Sans un mot, H. Lin se met à plat ventre et intime à Baldr de se taire par un mouvement de main. Un suid de taille assez imposante vient d'apparaitre au détour du chemin. En un geste précis, H. Lin dégaine son arme, prend quelques secondes pour viser, puis presse la détente.

« C'est à ça que sert mon arme, lâche H. Lin alors que la créature tombe au sol. On a le repas de ce soir.

- Ton tir était d'une précision chirurgicale…

- Jamais je ne tirerai sur un humain, sauf si j'ai la certitude que ça en sauvera des dizaines d'autres.

- « Sauf si »… répète Baldr, abasourdi. Tu serais vraiment prête à tout sacrifier au nom de la survie de l'Humanité ? Tu serais prête à abattre quelqu'un de sang froid ? Tu serais prête à brûler une ville ? Tu serais prête à perdre ta propre humanité ?!

- Oui, répond-elle froidement. Je ne te demande pas de comprendre mes motivations, mais sache que peu importe les circonstances, j'agirai toujours en faveur de l'Humanité au sens large.

- Tu es… » commence à dire Baldr, avant qu'un puissant « CONNASSE ! » ne résonne depuis Noctilum.

« Pour beaucoup, c'est ce que je suis, rebondit H. Lin. Non pas que cela m'importe réellement, cela dit.

- … Tu places vraiment la survie de l'Humanité au centre de toutes tes décisions ? demande Baldr, partiellement calmé par la détermination froide de H. Lin.

- Toutes, mêmes celles qui peuvent paraitre les plus disproportionnées.

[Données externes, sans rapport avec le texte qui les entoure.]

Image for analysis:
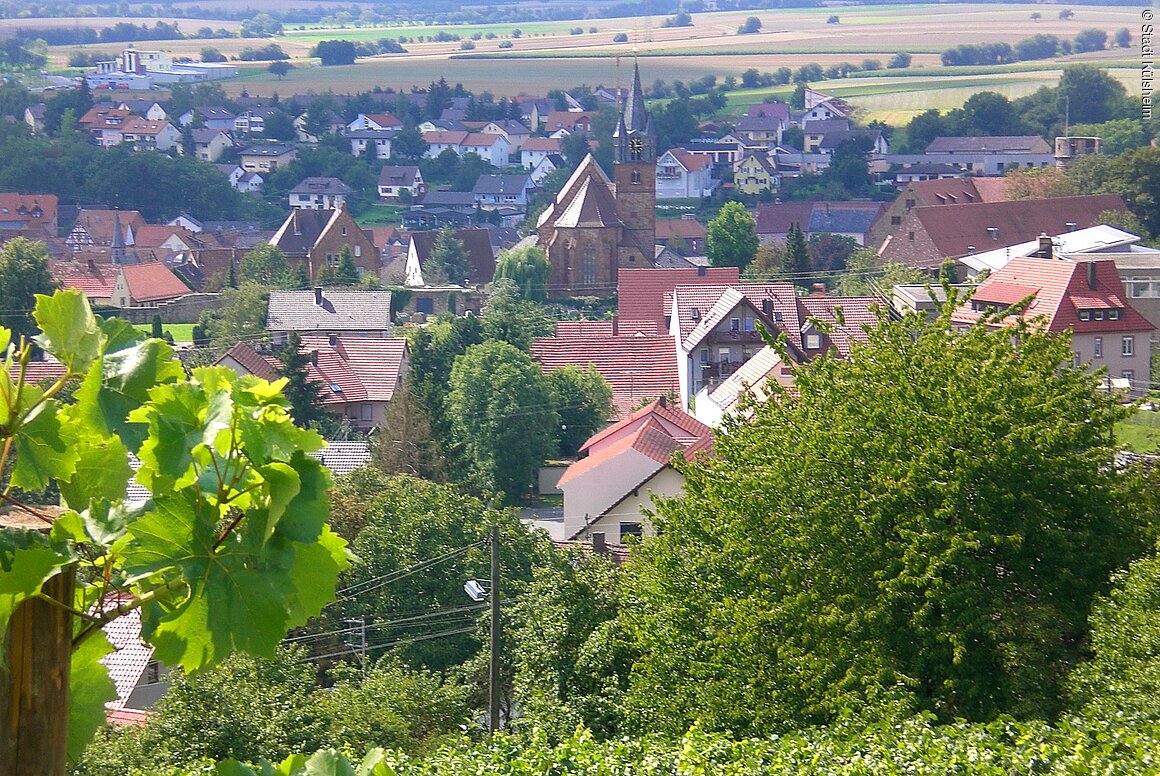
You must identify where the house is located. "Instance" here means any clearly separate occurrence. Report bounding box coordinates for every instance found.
[266,287,392,345]
[0,191,59,237]
[657,148,716,200]
[471,174,536,210]
[878,192,1125,270]
[520,137,564,169]
[217,335,409,431]
[733,150,782,195]
[65,208,145,251]
[668,283,886,407]
[239,143,298,173]
[951,256,1155,397]
[378,165,427,200]
[347,129,400,159]
[559,397,712,544]
[406,229,495,289]
[733,114,785,146]
[270,204,378,280]
[530,317,680,418]
[177,106,238,132]
[347,114,403,132]
[616,267,741,333]
[479,118,531,153]
[868,176,1008,247]
[657,213,709,255]
[113,261,189,307]
[190,126,233,162]
[290,176,354,210]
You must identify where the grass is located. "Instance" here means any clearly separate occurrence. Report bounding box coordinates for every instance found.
[133,324,194,342]
[1116,409,1160,452]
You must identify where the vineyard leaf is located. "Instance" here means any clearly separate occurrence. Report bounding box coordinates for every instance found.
[32,290,101,375]
[9,399,80,491]
[68,631,117,760]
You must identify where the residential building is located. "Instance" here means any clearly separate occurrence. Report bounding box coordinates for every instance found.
[239,143,298,173]
[559,398,712,544]
[270,204,378,280]
[952,258,1155,397]
[378,165,427,201]
[471,174,536,210]
[878,193,1126,270]
[657,148,716,200]
[290,176,354,210]
[266,287,393,345]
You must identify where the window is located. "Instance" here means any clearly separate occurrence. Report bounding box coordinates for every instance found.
[580,246,596,285]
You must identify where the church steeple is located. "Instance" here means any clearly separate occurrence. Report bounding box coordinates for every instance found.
[612,61,657,165]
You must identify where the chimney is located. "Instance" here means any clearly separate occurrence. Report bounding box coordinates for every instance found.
[1035,234,1052,259]
[592,531,608,554]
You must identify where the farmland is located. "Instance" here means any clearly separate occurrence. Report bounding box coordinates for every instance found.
[45,3,1139,121]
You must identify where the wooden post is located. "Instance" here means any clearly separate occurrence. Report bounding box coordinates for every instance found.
[0,515,75,776]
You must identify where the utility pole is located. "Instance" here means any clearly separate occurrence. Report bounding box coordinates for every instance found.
[487,523,500,733]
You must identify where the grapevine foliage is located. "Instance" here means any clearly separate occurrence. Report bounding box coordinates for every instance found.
[0,291,349,754]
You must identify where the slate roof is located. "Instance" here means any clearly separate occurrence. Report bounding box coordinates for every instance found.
[290,176,354,196]
[616,267,741,332]
[266,289,391,333]
[952,256,1155,334]
[411,229,495,285]
[121,261,189,302]
[531,332,680,416]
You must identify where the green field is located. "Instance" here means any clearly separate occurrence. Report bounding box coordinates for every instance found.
[133,324,194,342]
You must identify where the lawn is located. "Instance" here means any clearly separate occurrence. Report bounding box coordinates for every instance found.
[133,324,194,342]
[1116,409,1160,452]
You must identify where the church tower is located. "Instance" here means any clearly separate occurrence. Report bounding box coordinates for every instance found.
[612,63,657,267]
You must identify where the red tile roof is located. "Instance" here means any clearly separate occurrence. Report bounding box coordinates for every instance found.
[121,261,190,302]
[954,256,1155,334]
[531,334,680,416]
[616,267,741,332]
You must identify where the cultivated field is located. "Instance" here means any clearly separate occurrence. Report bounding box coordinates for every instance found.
[45,3,1139,122]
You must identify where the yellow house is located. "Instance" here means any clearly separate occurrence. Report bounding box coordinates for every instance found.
[733,152,782,194]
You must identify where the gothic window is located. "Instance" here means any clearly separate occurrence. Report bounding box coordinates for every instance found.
[580,246,596,285]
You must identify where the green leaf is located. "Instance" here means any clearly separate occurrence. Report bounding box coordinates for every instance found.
[10,399,80,491]
[32,290,101,375]
[68,631,117,760]
[0,528,70,654]
[58,436,132,510]
[74,336,184,450]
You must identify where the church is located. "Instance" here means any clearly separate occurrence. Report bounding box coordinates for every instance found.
[536,65,657,297]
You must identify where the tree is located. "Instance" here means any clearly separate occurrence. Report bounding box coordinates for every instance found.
[266,59,293,81]
[705,202,759,269]
[423,226,471,285]
[495,245,551,302]
[737,16,761,35]
[311,41,355,67]
[548,364,614,457]
[447,341,559,503]
[239,242,299,289]
[0,291,348,774]
[781,223,810,279]
[625,290,1150,733]
[483,277,553,350]
[0,237,57,345]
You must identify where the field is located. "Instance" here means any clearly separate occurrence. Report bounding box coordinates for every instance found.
[42,3,1139,122]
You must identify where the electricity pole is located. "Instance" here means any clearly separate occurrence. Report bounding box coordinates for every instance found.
[487,523,500,733]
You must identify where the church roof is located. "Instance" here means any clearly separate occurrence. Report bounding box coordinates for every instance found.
[556,177,621,227]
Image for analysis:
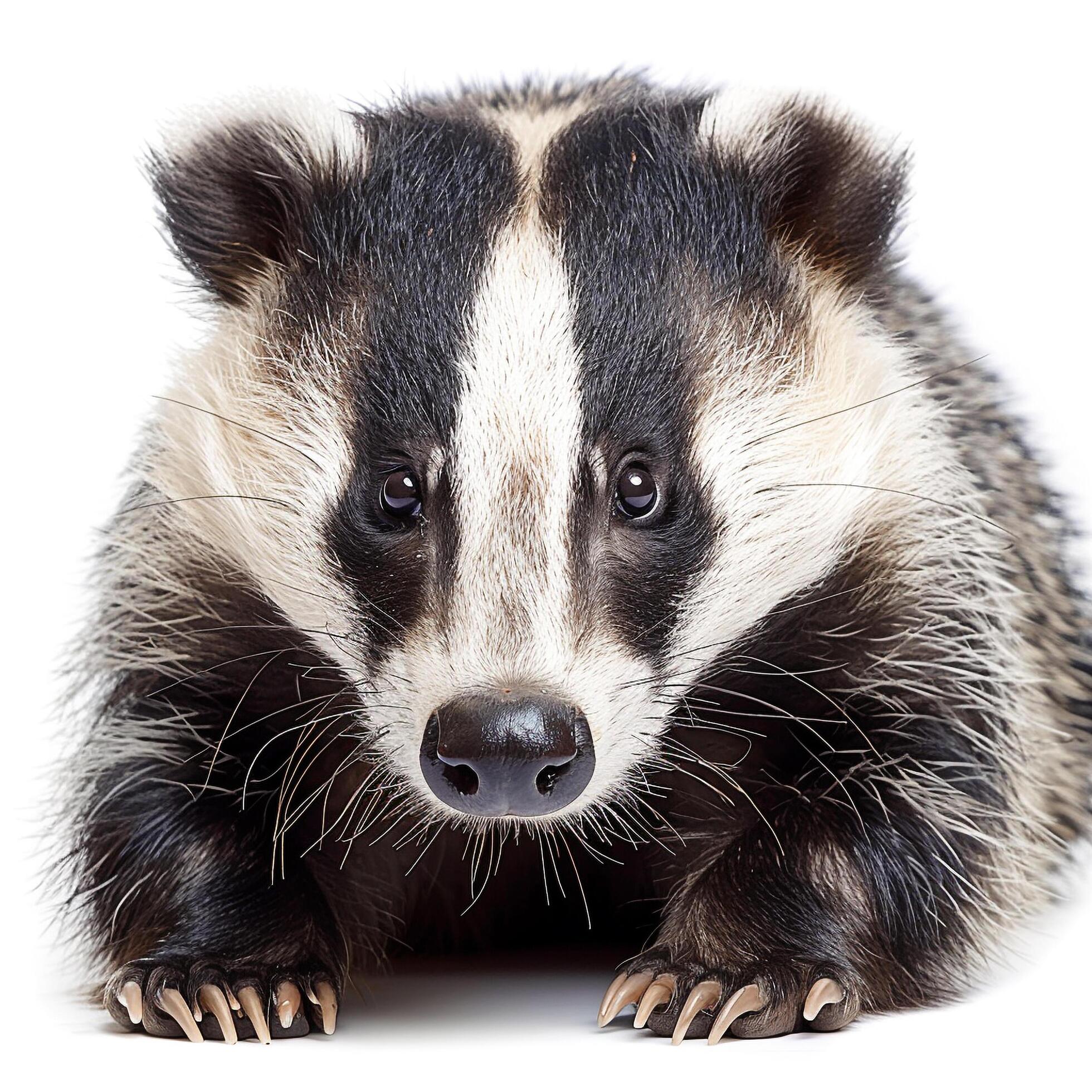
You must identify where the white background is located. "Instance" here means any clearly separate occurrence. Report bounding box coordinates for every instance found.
[0,0,1092,1090]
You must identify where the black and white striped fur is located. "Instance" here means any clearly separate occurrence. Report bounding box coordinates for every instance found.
[66,79,1092,1035]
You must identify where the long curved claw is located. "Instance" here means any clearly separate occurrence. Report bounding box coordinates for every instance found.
[633,974,675,1027]
[314,982,338,1035]
[671,979,721,1046]
[155,987,204,1043]
[598,971,652,1027]
[804,978,845,1023]
[198,982,239,1043]
[709,983,766,1046]
[239,986,273,1043]
[276,981,304,1028]
[118,982,144,1023]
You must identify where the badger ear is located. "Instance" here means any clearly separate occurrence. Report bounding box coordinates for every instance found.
[703,92,909,281]
[148,101,364,305]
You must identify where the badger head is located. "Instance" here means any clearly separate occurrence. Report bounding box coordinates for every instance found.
[148,81,924,838]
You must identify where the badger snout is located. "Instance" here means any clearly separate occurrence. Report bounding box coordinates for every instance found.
[421,694,595,816]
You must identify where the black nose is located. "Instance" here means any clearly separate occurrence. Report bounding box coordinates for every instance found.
[421,695,595,816]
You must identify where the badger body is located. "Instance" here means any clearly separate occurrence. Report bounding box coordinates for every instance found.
[66,79,1092,1041]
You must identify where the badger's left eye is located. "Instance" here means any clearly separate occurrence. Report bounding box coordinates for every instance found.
[379,466,421,520]
[615,463,656,520]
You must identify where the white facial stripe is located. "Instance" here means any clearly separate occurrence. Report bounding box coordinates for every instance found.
[147,313,352,665]
[672,277,937,670]
[451,216,582,678]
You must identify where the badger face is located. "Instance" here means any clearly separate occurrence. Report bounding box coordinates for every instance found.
[145,82,927,821]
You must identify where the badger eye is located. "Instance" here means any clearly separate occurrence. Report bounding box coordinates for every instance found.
[615,463,656,520]
[379,466,421,520]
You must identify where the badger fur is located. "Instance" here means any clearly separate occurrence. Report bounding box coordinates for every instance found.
[65,77,1092,1041]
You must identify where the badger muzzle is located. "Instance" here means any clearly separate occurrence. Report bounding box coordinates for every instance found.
[421,693,595,816]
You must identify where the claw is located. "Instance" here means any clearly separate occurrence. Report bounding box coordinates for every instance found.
[155,988,204,1043]
[598,971,652,1027]
[709,983,766,1046]
[804,978,845,1022]
[198,983,239,1043]
[239,986,273,1043]
[633,974,675,1027]
[118,982,144,1023]
[314,982,338,1035]
[276,982,303,1028]
[671,981,721,1046]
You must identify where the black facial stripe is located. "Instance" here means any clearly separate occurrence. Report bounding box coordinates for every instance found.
[329,109,518,655]
[542,96,781,660]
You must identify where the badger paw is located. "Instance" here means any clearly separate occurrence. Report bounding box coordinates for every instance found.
[598,953,860,1046]
[104,959,340,1043]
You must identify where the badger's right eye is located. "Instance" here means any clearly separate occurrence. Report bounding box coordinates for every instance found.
[379,466,421,520]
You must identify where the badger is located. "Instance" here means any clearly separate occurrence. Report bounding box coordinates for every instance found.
[62,75,1092,1043]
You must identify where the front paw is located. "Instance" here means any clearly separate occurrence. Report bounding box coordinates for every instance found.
[104,957,340,1043]
[598,950,860,1045]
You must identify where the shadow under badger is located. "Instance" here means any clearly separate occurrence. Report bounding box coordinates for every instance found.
[70,80,1092,1042]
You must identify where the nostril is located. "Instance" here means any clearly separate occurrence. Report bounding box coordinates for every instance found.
[443,763,478,796]
[535,759,572,796]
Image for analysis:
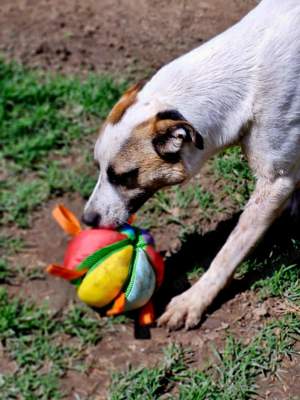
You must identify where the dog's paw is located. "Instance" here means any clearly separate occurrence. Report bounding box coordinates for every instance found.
[158,287,207,330]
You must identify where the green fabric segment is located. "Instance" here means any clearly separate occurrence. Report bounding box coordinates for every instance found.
[76,239,130,273]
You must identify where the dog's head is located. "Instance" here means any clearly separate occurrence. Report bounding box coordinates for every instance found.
[83,85,203,227]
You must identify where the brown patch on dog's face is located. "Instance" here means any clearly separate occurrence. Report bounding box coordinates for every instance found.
[106,82,143,125]
[107,117,193,212]
[85,106,203,226]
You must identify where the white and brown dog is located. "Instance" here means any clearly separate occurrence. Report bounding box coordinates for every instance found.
[84,0,300,329]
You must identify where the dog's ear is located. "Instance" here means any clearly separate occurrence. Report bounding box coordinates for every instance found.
[153,110,203,162]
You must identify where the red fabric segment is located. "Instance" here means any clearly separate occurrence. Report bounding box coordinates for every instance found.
[63,229,126,270]
[47,264,86,281]
[146,245,165,287]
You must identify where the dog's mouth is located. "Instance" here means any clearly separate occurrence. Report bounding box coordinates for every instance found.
[127,191,154,216]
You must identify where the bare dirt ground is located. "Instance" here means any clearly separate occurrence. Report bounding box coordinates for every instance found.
[4,0,300,399]
[0,0,256,76]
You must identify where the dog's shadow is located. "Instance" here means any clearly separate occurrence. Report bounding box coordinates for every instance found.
[155,212,300,315]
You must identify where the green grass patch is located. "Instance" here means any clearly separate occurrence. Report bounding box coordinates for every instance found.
[109,315,300,400]
[252,264,300,305]
[0,60,125,169]
[0,289,101,400]
[0,59,126,228]
[212,147,254,206]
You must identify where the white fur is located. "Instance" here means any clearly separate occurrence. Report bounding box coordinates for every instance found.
[85,0,300,328]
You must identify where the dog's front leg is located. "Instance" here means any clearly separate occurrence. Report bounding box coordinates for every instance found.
[158,177,294,329]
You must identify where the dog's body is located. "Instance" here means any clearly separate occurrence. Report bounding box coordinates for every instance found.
[85,0,300,328]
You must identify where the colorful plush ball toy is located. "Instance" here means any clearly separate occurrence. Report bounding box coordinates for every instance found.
[47,205,164,325]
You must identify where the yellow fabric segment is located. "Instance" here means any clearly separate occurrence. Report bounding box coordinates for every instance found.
[77,245,133,307]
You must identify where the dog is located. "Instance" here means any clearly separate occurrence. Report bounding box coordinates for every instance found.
[83,0,300,329]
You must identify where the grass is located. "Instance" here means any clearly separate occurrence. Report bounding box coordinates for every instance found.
[0,60,126,228]
[213,147,254,206]
[109,315,300,400]
[0,289,102,400]
[0,60,300,400]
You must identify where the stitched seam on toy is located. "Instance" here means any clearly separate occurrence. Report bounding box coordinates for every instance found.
[125,249,138,299]
[76,239,130,274]
[86,240,131,275]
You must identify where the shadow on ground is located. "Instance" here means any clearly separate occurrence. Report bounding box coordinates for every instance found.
[156,211,300,320]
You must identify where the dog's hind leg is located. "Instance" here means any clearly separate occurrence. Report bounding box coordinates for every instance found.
[159,177,295,329]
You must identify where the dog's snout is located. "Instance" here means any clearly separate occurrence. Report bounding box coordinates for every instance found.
[82,211,101,228]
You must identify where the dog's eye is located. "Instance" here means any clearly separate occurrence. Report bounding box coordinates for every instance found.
[107,167,139,189]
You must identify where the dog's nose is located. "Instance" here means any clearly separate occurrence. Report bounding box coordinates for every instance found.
[81,211,101,228]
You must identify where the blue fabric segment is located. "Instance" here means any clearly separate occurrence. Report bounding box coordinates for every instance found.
[125,249,156,311]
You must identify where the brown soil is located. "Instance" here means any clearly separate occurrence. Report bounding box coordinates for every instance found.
[0,0,256,76]
[0,0,300,399]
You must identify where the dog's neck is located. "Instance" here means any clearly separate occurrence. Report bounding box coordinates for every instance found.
[140,6,259,174]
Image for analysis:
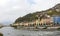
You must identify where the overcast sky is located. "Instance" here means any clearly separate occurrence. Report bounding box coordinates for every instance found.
[0,0,60,23]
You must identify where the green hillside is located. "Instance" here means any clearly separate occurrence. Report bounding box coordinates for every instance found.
[14,4,60,23]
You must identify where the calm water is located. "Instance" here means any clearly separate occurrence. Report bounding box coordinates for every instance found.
[0,27,60,36]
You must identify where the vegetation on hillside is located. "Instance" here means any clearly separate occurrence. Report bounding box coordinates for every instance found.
[15,4,60,23]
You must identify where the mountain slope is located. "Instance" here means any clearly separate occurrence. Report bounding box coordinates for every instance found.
[14,3,60,23]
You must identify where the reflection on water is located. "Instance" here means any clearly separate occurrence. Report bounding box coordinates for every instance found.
[0,27,60,36]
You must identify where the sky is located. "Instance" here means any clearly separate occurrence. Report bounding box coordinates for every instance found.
[0,0,60,24]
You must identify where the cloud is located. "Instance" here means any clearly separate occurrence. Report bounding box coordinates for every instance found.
[0,0,60,23]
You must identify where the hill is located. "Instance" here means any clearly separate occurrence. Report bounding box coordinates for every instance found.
[14,3,60,23]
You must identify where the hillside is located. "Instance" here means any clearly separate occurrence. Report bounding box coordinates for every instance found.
[14,3,60,23]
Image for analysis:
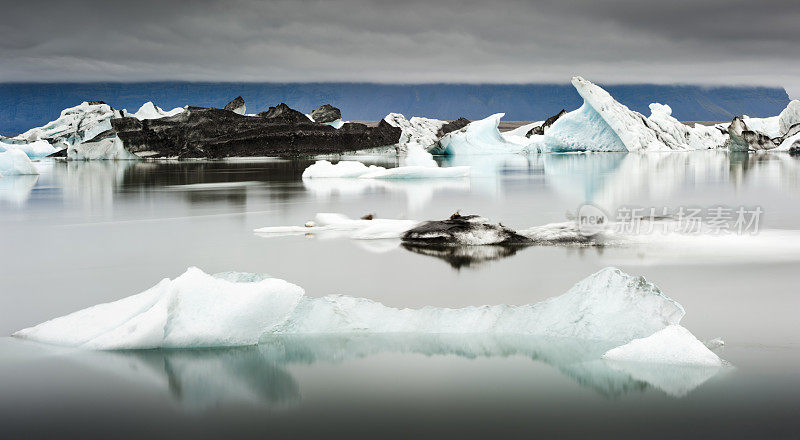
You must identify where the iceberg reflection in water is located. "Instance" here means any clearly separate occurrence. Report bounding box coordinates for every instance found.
[0,174,39,206]
[47,334,722,411]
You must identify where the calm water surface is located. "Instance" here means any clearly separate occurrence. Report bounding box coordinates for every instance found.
[0,152,800,438]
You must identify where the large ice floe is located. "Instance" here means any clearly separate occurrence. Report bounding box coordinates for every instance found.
[67,130,140,160]
[0,139,58,158]
[0,150,39,177]
[14,268,696,350]
[14,101,122,149]
[430,113,527,156]
[603,324,722,367]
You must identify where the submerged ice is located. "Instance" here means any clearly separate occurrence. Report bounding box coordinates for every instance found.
[14,268,684,350]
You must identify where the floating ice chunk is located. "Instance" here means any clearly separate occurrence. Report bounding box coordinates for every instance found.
[0,150,39,176]
[131,101,186,121]
[603,324,722,367]
[14,102,121,146]
[323,119,345,130]
[303,158,469,179]
[603,360,722,398]
[0,139,58,158]
[14,268,303,350]
[67,130,139,160]
[253,212,419,240]
[275,268,684,341]
[430,113,528,155]
[647,103,728,150]
[703,338,725,350]
[14,268,684,349]
[383,113,447,150]
[778,99,800,136]
[531,102,628,152]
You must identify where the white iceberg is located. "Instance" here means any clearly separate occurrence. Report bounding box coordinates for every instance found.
[14,102,122,147]
[0,139,58,158]
[0,150,39,177]
[383,113,447,151]
[532,76,725,152]
[67,131,139,160]
[778,99,800,136]
[742,99,800,138]
[253,212,419,240]
[303,145,470,180]
[647,103,728,150]
[603,324,722,367]
[323,119,345,130]
[14,268,303,350]
[14,268,684,350]
[130,101,185,121]
[0,175,39,206]
[429,113,529,156]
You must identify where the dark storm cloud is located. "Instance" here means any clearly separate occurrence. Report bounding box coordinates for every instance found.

- Y compris celle de clore la discussion par un coup de feu ?

- … Toute ma vie, j'ai été humaniste. Dans le sens où je place la vie humaine au-dessus de toutes choses. Après… l'incident… j'ai dû me rendre à l'évidence : j'étais trop naïve. Il me fallait être plus stricte dans mes prises de décision. J'ai donc dû choisir entre deux voies : l'utilitarisme, ou le fascisme.

- Et tu as choisi l'utilitarisme…

- En fonction des circonstances on peut les confondre, mais il y en a une qui rentre en totale contradiction avec ma philosophie humaniste.

- D'où ta rage quand on te qualifie ainsi. » comprend Baldr en se relevant pour approcher le suid à terre. Un filet de sang s'écoule le long de son crâne en formant une flaque au sol.

« Mais ce n'est pas en braquant une arme sur quelqu'un et en lui coupant la parole à coup de feu que tu te détacheras de cette image, reprend Baldr.

- Je me fiche de ce que tu penses, tu sais. »


Lucane Kusakiri : Attaque les scarabétonnières à vue. D'ordinaire pacifique, il utilise ses pinces pour couper de l'herbe.